The Supreme Court, with the five conservative justices constituting the majority, held that the Concepcions could not be part of a class-action suit but instead had to go to arbitration. The practical reality is that no such claim is ever likely to be brought. As Justice Stephen G. Breyer noted in the dissent: “What rational lawyer would have signed on to represent the Concepcions in litigation for the possibility of fees stemming from a $30.22 claim? . . . ‘ The realistic alternative to a class action is not 17 million individual suits, but zero individual suits, as only a lunatic or a fanatic sues for $30.’”

Class actions exist precisely for this situation, in which a large number of people lose a small amount of money and none is likely to bring an individual claim. The effect of the Supreme Court’s decision is to make it far less likely that corporations engaged in even massive fraud will be held accountable when many people lose a little.

The high court’s decision is particularly troubling because it is based on the Federal Arbitration Act, which states that contracts providing for arbitration are to be enforced except where state law deems them to be unenforceable. The California courts consistently have found that the arbitration clauses that preclude class-action remedies are unenforceable. The Supreme Court ignored this and explicitly said that it was important to protect defendants, such as corporations, from the in terrorem (“in fear”) effects of class action that pressure them into settlements. The court’s conservative majority could not have been clearer that it was favoring businesses over consumers.

Businesses would much prefer that suits against them by injured consumers or aggrieved employees never get before a jury. Juries are perceived as pro-plaintiff and too likely to be swayed by emotions. Professional arbiters are strongly favored by defendants as more likely to rule in their favor and, when ruling for plaintiffs, to award less in damages.

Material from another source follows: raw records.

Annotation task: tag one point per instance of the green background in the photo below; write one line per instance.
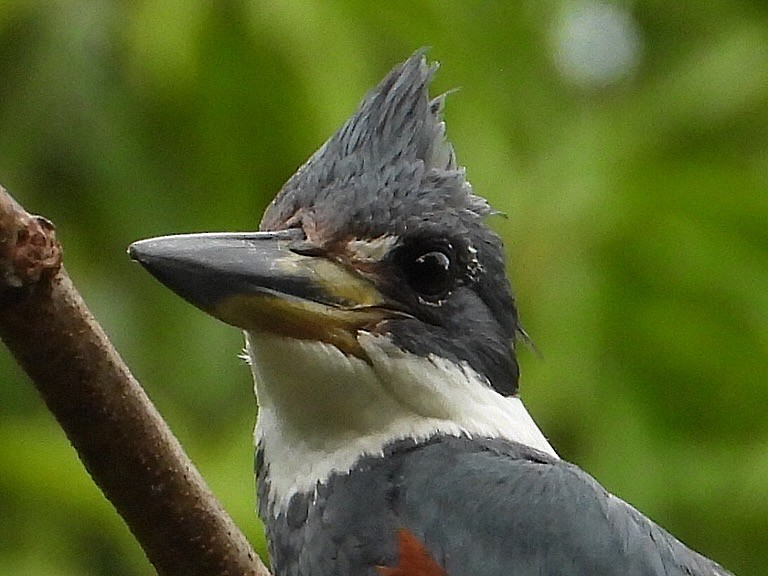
(637, 231)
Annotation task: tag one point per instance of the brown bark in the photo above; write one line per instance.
(120, 437)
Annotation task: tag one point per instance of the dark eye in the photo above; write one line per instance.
(430, 271)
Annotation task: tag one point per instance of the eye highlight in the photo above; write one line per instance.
(431, 270)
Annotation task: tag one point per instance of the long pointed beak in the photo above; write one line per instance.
(255, 281)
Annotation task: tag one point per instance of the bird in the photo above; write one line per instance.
(382, 333)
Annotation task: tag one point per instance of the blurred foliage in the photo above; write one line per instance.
(637, 231)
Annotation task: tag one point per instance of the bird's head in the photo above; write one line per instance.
(374, 297)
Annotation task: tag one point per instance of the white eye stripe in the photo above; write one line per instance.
(371, 250)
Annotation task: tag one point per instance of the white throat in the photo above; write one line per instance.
(320, 410)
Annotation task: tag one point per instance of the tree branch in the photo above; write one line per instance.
(120, 437)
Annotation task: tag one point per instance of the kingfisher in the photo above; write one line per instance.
(381, 330)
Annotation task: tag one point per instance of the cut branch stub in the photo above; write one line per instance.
(120, 437)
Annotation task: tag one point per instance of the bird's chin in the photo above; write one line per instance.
(302, 319)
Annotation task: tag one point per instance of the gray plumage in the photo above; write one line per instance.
(381, 327)
(481, 507)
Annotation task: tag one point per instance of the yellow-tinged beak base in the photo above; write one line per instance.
(256, 282)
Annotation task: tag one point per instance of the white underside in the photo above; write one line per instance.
(320, 410)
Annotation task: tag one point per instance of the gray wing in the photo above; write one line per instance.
(504, 509)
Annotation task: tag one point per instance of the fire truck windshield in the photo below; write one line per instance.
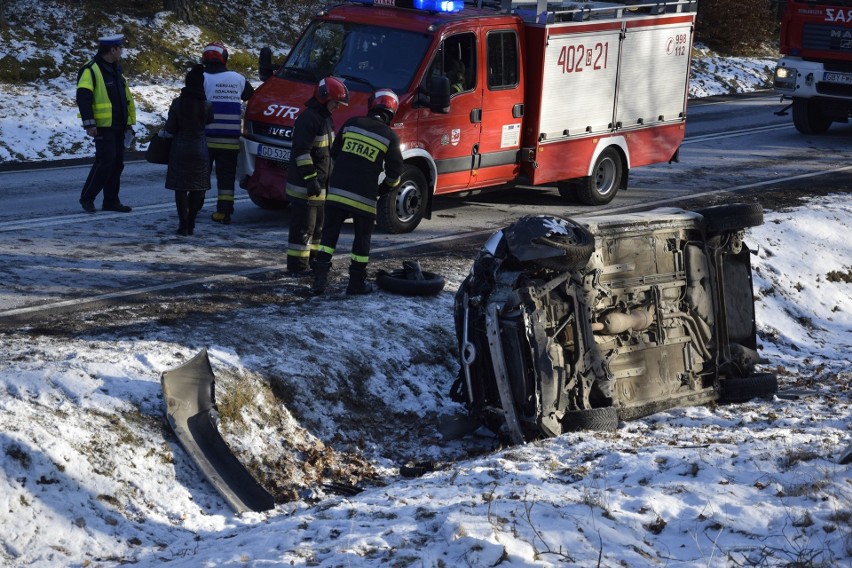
(369, 56)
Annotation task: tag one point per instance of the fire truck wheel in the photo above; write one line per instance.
(808, 117)
(401, 210)
(600, 187)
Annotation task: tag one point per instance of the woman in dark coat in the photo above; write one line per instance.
(188, 173)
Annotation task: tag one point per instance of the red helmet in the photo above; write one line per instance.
(215, 51)
(384, 101)
(332, 89)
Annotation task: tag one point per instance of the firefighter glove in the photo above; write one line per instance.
(313, 188)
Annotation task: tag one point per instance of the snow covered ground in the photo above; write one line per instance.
(91, 476)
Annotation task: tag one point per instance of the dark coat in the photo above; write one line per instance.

This is the third decision in the last three years in which the high court has found that arbitration agreements should be broadly read to prevent injured individuals from going to court. Two years ago, the court ruled that an arbitration clause in an employment agreement precluded a plaintiff from bringing an age-discrimination case to federal court. Last year, the court ruled that it is for the arbiter, and not a judge, to decide if an arbitration clause is valid. All of these decisions have been 5 to 4, with the five most conservative justices in the majority.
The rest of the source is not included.